ヨーガとは

その8
ヨーガに対する辛口のコメントを紹介しておいてもよいと思います。チベット仏教で、最も知名度が高く、ダライ・ラマが属するゲルク派(dGe lugs pa)の開祖ツォンカパ(Tsong kha pa1357-1419)は、その主著『菩提(ぼだい)道(どう)次第(しだい)広論(こうろん)』Lam rims chen mo(ラムリムチェンモ)において、以下のように述べ、ヨーガ偏重の瑕疵(かし)を、鋭く、説いています。
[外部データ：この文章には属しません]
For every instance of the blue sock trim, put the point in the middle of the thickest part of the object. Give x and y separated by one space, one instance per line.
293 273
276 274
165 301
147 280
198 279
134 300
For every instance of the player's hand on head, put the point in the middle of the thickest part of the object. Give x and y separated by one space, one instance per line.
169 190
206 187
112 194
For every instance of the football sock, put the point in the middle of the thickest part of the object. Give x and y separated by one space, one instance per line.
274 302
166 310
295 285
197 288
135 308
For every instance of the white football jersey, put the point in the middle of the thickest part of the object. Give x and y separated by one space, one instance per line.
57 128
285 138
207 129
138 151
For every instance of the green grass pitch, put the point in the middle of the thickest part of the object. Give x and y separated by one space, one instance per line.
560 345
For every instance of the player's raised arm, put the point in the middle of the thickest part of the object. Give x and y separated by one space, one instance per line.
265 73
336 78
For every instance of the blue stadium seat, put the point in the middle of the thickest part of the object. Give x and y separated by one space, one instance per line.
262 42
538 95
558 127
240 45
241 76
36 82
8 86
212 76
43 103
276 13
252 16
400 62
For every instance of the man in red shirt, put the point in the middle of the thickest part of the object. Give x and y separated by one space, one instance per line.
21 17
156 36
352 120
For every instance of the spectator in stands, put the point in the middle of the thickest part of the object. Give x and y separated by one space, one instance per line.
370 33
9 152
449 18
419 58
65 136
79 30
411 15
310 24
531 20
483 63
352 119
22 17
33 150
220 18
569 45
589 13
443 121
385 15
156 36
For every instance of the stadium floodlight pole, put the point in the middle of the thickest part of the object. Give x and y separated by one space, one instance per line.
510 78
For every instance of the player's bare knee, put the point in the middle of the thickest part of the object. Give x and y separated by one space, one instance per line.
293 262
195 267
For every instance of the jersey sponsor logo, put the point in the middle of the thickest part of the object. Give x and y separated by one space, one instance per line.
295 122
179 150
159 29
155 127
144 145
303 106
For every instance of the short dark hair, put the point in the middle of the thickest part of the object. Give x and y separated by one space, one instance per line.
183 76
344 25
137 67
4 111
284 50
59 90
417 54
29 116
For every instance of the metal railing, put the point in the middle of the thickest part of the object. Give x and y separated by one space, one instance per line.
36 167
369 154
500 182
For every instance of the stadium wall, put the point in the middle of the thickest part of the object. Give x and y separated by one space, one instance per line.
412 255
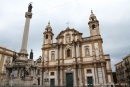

長尾雅人博士の歴史的訳を使って、示しておきましょう。
 かの三昧(さんまい)(samadhi)〈=ヨーガ〉のみで〔満足〕するならば、〈三昧は〉外道(げどう)とも共通するものであるから、彼等〔外道〕の道と同様に、たとえそれだけを修習〈修行〉しても煩悩(ぼんのう)の種子(しゅうじ)〈=種〉は断ぜられず、従って〔三〕有〈輪廻の世界〉から解脱(げだつ)することとはならないからである。(長尾雅人『西蔵仏教研究』1954,p.101、ルビ・〈 〉私)
ここにはっきりと、「ヨーガ偏重主義」への批判が伺えます。然るに、ヨーガという手段を、目的化するのは、大いにあり得ることなのです。